Acórdão do Supremo Tribunal de Justiça
Processo:
041659
Nº Convencional: JSTJ00008168
Relator: CERQUEIRA VAHIA
Descritores: INSUFICIENCIA DA MATERIA DE FACTO PROVADA
CONTRADIÇÃO INSANAVEL DA FUNDAMENTAÇÃO
ERRO NOTORIO NA APRECIAÇÃO DA PROVA
TRAFICO DE ESTUPEFACIENTES
PRESSUPOSTOS
USURA
RECURSO PENAL
RECURSO PARA O SUPREMO TRIBUNAL DE JUSTIÇA
AMBITO DO RECURSO
Nº do Documento: SJ199103200416593
Data do Acordão: 03/20/1991
Votação: UNANIMIDADE
Tribunal Recurso: T CIRC ALCOBAÇA
Processo no Tribunal Recurso: 97/90
Data: 10/23/1990
Texto Integral: N
Privacidade: 1
Meio Processual: REC PENAL.
Decisão: NEGADO PROVIMENTO.
Área Temática: DIR CRIM - CRIM C/SOCIEDADE / CRIM C/PATRIMONIO.
DIR PROC PENAL.
Legislação Nacional:
Sumário : I - O recurso penal interposto para o Supremo Tribunal de Justiça encontra-se, em regra, limitado ao reexame da materia de direito, embora possa abarcar, excepcionalmente, a materia constante dos ns. 2 e 3 do artigo 410 do Codigo de Processo Penal, em conexão com o disposto no seu artigo 433, desde que o vicio resulte do texto da decisão recorrida, por si ou em conjugação com as regras da experiencia comum.
II - Sendo pressuposto do crime de trafico de estupefacientes, previsto na alinea b) do artigo 27 do Decreto-Lei n. 430/83 de 23 de Dezembro, que as substancias ou produtos hajam sido distribuidos por "grande numero de pessoas", o facto provado de que tais substancias foram distribuidas por "numero indeterminado de pessoas" não integra aquele requisito.
III - Integra o pressuposto estabelecido na alinea c) do artigo
27 do Decreto-Lei n. 430/83, onde se exige que o arguido tenha obtido ou procurado obter avultada compensação remuneratoria, o facto dele ter agido, no trafico de estupefacientes por "numero indeterminado de pessoas", com intenção de obter avultados proventos e de ter auferido milhares de contos em quantia não inferior a 10000 contos.

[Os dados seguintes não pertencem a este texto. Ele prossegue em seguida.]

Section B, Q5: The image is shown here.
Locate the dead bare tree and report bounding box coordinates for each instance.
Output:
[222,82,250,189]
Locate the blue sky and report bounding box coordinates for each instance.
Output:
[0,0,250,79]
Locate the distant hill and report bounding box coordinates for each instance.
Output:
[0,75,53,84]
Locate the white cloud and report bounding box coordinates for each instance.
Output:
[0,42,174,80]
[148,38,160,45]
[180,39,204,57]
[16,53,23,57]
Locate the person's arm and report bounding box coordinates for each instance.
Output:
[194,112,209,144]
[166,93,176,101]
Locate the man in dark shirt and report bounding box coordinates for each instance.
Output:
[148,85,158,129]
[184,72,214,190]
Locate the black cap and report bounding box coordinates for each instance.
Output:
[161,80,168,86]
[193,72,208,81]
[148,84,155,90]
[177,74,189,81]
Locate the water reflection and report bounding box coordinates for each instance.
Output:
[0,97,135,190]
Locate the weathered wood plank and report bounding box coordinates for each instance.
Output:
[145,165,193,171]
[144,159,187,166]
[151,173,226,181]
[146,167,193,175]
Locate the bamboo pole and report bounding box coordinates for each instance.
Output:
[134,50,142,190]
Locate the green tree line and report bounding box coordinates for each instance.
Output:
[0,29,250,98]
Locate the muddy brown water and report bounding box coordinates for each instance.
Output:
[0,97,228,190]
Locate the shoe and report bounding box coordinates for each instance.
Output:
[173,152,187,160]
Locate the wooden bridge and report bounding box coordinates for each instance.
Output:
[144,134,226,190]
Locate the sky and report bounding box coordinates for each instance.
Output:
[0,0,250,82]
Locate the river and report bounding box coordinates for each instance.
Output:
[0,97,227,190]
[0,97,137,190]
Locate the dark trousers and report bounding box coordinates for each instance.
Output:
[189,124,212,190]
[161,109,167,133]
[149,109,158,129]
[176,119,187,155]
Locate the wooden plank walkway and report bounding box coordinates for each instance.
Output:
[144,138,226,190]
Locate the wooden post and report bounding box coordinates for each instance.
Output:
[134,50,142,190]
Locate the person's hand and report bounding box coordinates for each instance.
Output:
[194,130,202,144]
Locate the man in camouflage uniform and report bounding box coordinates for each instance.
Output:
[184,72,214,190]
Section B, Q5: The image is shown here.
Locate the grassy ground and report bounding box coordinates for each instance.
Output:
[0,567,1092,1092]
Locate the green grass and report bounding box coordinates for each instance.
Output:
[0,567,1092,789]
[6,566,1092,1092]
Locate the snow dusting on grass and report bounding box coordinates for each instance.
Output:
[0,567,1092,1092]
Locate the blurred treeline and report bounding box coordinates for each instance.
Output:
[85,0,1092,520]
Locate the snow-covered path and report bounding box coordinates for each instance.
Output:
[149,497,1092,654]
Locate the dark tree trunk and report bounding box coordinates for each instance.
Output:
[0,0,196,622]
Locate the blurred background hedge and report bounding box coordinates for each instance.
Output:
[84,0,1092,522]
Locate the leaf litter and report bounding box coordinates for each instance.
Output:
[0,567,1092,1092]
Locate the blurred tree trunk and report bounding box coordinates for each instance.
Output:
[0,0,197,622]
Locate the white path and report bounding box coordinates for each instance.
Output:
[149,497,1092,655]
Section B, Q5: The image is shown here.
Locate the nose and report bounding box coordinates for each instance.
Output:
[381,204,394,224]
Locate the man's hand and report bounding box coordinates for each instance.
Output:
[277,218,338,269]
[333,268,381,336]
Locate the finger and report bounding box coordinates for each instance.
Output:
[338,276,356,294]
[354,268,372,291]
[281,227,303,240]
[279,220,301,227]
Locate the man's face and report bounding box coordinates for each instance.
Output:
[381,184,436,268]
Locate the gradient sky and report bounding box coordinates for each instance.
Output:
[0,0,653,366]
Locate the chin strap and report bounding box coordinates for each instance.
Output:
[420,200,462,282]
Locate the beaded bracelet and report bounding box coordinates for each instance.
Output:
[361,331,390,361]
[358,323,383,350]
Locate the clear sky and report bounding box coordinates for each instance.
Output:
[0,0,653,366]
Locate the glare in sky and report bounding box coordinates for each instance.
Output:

IV - Comete o crime de usura, previsto no artigo 320 n. 2 do Codigo Penal e não o previsto no seu n. 1, o agente que obtem, nos termos ai referidos, vantagens relativas a juros e clausula penal superiores ao limite legalmente estabelecido, correspondendo aquele normativo (artigo 320 n. 2) a disposição da lei anterior (Decreto-Lei n. 21730 de 14 de Outubro de 1932).